Manufacturing Industry

The EDA/embedded connection - Comment

Electronic News, June 17, 2002 by Dave Kelf

WHEN PARALLEL worlds collide on Star Trek, it usually means big trouble for Scotty and the rest of his engineering team. Today, we are witness to a less cosmic version of this scenario in modern IC design as the parallel worlds of hardware and software become more intertwined.

The complexity of today's electronic systems is such that their design requires multiple specialists--a surefire way to slow things down at the same time that pressure to speed time-to-market is increasing.

One solution is the long-term development of generic hardware platforms that can be "refreshed" periodically with software, reconfigurable soft IP or FPGAs to provide incremental improvements. This approach reduces engineering costs and allows for rapid reaction to changing market requirements.

Progressives see a path ahead to produce greater convergence between traditionally separate segments, joining the nonoverlapping universes of embedded systems design and EDA. The reconfigurable camp focuses on software to drive its processor platforms as efficiently as possible and is a big user of embedded software development tools. The traditional hardware design flow adherents continually seek new EDA tools to streamline the design process. Linking these disparate specializations enables a new level of software/hardware interaction that might just enable significant SOC advancements.

As long as the current trends of increasing IC densities and the issues with full system verification hold, it is without question that something has to give. New trends such as IP reuse and embedded software and firmware drive system verification problems to a new level of complexity. Bridges must be set up between hardware and software design teams for upstream verification, and these have to be based on alliances between EDA and embedded solution companies.

No standards exist for these bridges today, but it's pretty easy to guess what they should look like. They should resemble current tools and methodologies but be extended to allow usage by the other groups. For example, a hardware description language (HDL) simulator that can he driven transparently from within a software environment would allow software engineers to include semiconstructed hardware platforms within the software code. This provides a basis for concurrency in the design process, with both software and hardware engineers using the same code and models.
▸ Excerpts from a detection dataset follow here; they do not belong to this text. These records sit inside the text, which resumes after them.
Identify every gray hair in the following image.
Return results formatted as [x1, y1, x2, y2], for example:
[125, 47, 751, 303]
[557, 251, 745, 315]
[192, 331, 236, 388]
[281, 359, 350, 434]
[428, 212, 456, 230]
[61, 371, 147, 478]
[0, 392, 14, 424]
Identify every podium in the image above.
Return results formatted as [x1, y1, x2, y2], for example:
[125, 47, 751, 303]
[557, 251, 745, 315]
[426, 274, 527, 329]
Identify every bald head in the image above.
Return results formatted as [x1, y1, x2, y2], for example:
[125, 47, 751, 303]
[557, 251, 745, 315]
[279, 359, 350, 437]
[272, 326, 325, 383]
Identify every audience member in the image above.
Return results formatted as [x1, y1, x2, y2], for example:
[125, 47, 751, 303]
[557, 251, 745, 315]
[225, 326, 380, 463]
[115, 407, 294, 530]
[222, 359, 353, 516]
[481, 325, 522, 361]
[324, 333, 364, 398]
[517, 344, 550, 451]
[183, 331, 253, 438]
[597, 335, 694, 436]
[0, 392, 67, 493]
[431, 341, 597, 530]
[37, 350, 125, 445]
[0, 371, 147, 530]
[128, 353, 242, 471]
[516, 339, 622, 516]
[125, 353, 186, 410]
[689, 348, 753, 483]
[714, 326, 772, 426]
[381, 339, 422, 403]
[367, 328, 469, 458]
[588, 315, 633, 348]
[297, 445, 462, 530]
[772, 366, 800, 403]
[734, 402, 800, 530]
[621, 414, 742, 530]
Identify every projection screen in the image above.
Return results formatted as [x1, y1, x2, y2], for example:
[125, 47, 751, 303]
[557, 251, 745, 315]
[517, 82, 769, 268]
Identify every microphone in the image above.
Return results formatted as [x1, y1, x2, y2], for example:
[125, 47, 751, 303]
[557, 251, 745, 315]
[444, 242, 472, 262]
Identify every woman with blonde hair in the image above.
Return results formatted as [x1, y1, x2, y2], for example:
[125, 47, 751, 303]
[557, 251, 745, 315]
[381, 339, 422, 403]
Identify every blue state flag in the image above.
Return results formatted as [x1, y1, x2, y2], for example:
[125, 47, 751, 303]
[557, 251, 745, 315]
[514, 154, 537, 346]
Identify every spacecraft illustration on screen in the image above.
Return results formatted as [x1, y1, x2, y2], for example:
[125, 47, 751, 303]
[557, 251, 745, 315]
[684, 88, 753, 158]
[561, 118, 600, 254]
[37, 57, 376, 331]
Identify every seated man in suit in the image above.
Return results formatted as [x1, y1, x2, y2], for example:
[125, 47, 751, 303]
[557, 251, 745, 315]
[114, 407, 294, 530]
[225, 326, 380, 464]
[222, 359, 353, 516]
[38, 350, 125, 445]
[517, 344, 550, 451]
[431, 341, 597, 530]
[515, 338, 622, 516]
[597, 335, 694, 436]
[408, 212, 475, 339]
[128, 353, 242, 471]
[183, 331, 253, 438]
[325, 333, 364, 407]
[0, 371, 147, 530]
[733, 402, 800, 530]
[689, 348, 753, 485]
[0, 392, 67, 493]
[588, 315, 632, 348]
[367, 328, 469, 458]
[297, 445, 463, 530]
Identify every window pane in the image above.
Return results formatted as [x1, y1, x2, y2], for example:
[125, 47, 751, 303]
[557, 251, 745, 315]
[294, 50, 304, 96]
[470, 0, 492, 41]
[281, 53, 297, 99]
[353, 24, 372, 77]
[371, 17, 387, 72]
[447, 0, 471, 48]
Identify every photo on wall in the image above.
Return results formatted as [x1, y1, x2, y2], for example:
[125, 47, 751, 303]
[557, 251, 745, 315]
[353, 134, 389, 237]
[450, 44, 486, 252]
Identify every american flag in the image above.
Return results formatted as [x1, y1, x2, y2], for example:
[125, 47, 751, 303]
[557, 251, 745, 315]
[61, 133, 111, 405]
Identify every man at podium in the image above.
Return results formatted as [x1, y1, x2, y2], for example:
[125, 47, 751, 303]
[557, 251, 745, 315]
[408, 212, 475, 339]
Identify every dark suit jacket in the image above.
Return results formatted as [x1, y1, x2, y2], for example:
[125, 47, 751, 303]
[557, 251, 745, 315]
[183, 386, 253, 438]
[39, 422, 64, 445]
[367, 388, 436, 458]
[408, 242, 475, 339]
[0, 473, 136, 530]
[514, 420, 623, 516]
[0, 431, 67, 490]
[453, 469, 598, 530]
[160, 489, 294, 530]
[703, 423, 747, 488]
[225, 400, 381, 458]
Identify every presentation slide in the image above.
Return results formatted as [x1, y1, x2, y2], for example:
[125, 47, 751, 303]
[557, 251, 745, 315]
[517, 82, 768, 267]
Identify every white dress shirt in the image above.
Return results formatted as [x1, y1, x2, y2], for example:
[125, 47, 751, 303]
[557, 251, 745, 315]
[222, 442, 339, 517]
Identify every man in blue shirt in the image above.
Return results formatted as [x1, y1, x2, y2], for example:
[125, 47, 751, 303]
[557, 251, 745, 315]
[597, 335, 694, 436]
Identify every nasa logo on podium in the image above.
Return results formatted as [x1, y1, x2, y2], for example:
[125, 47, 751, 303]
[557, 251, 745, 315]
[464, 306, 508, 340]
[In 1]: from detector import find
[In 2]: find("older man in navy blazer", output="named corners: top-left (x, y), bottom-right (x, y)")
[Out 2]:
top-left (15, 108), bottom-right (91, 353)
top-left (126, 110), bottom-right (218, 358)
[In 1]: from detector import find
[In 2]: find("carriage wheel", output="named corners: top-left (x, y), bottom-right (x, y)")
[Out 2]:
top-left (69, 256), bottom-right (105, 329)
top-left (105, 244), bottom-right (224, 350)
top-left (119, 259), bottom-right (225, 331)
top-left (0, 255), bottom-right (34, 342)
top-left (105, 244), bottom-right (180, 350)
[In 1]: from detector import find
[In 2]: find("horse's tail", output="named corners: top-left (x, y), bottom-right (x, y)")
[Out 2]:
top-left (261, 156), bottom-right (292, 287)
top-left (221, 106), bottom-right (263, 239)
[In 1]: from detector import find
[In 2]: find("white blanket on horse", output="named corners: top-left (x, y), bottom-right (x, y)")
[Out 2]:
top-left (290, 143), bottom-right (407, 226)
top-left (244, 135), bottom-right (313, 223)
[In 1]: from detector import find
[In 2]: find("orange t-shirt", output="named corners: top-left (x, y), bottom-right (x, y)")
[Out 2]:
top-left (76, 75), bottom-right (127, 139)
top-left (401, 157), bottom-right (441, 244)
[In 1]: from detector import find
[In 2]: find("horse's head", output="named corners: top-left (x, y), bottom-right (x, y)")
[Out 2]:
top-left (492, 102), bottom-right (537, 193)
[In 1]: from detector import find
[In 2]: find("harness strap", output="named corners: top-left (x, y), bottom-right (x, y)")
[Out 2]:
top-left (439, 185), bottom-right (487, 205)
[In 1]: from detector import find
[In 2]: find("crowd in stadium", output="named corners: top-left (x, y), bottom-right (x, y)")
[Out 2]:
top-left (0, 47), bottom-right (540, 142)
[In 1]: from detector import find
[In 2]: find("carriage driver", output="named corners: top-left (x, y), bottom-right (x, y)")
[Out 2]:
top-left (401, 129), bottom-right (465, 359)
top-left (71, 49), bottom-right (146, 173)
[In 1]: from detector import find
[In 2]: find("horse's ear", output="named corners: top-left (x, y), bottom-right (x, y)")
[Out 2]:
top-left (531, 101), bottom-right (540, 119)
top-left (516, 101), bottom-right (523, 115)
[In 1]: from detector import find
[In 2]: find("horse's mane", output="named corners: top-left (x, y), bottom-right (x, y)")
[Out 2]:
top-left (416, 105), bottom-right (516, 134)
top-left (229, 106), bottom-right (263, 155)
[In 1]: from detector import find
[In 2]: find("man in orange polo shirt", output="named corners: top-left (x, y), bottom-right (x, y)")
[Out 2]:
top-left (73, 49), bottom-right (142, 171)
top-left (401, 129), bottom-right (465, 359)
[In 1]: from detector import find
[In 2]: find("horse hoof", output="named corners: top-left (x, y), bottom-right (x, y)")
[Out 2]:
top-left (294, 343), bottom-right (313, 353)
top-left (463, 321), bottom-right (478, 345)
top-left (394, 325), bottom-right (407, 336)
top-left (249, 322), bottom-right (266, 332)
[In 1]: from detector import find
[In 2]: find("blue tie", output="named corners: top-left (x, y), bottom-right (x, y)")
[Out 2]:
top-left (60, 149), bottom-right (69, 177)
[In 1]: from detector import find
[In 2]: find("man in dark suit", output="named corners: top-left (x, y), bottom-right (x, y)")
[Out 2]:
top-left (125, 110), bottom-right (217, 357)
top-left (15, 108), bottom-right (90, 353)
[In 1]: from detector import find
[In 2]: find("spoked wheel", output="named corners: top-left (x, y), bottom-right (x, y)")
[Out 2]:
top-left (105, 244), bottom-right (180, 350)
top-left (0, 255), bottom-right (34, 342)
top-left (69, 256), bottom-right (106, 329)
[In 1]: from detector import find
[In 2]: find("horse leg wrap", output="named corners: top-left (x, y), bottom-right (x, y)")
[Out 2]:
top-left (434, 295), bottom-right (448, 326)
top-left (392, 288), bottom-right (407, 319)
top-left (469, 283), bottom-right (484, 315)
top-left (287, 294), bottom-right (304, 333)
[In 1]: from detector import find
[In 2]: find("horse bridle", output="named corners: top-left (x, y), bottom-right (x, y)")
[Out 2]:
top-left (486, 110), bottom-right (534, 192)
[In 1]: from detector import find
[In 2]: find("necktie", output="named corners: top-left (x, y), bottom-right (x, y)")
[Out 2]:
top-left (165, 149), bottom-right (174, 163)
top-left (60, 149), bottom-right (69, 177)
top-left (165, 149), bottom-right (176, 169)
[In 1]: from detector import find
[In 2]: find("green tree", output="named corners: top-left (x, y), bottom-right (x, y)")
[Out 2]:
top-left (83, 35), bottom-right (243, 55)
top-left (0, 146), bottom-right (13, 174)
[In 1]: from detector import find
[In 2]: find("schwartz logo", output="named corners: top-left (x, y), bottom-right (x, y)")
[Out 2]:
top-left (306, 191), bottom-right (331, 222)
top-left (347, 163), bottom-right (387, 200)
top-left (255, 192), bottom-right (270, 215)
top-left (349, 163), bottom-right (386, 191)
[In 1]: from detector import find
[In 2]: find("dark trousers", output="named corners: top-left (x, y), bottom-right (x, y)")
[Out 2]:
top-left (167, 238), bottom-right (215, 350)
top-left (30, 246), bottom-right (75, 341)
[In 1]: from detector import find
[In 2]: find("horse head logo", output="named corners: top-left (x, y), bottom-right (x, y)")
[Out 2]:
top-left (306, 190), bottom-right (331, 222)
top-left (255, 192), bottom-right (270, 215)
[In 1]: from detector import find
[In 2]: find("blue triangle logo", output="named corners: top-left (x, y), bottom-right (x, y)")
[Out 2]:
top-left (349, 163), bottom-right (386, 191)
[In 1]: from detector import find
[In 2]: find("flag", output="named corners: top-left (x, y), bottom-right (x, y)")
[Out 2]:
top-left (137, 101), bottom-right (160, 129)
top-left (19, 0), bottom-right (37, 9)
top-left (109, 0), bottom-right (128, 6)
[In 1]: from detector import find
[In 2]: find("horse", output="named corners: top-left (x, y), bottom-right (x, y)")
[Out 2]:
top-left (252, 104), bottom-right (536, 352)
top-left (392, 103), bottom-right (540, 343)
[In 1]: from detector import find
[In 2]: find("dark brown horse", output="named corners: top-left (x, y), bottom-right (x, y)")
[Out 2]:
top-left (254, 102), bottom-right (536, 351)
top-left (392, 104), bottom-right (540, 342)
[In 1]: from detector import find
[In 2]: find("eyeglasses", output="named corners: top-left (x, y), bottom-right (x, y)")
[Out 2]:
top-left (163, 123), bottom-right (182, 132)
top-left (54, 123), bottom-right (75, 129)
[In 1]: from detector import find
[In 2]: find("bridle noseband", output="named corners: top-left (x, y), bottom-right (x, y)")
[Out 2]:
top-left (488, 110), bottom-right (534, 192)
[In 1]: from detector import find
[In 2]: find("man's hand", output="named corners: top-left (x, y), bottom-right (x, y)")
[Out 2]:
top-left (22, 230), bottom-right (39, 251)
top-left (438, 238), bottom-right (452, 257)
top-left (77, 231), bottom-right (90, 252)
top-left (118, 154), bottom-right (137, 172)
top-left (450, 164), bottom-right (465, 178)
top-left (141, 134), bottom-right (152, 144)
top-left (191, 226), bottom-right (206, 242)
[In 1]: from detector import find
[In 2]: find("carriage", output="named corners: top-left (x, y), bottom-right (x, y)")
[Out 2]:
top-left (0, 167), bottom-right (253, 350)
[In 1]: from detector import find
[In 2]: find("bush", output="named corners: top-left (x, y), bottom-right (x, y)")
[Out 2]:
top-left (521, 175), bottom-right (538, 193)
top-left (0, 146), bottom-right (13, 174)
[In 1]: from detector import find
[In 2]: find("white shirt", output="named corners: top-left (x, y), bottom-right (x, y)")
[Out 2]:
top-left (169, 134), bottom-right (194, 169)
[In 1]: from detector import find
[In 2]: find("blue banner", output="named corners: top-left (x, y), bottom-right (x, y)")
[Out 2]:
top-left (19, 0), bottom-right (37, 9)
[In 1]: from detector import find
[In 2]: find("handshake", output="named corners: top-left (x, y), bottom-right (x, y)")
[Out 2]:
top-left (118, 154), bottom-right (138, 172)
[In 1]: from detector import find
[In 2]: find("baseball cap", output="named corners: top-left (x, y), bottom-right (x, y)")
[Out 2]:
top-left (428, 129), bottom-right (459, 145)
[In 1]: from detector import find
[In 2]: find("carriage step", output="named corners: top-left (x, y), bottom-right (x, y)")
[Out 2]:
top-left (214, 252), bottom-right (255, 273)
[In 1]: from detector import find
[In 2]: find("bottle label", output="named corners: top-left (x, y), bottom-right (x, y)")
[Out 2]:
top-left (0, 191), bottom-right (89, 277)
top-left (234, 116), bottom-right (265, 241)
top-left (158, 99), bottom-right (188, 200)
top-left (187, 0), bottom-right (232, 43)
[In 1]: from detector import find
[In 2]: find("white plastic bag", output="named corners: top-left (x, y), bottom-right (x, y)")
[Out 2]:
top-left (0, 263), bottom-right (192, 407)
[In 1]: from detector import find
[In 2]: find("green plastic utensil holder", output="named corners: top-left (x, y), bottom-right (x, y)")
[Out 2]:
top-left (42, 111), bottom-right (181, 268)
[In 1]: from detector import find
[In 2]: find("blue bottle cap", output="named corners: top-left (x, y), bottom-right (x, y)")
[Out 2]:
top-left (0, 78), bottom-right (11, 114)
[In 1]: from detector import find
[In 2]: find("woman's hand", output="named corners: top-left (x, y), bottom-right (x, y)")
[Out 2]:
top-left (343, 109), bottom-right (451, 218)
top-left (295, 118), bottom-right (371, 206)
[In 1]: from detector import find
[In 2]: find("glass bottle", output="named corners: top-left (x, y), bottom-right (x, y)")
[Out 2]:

Even better, design languages that allow hardware and software to be specified together at a high level and then converted into both hardware and software models will go a long way toward creating a common environment. They will add a bond between software and hardware engineering teams.

To foster this type of close cooperation, Co-Design Automation has been working with notable industry standards organizations to advance state-of-the-art HDLs such as our own Superlog.

This language exemplifies the type of "bridge" HDL that is needed by all parties to incorporate the needs of design, verification and software engineers. Based on Verilog, Superlog ties the worlds of software and hardware design together by leveraging advanced language constructs and by enabling transparent connections between the varied platform domains. It also brings together a wealth of verification and system features to unify the entire SOC design flow.

The techniques to further the advancement of IC design will require new relationships between currently divergent groups and their vendors, but it's an essential task to undertake. In order to, in the words of Mr. Spock, "live long and prosper," EDA and embedded solution companies, along with their customers, must find ways to work together through industry-standard approaches to ensure interoperability and robust tool development.

Dave Kelf is the VP of marketing at Co-Design Automation Inc. in Los Altos, Calif.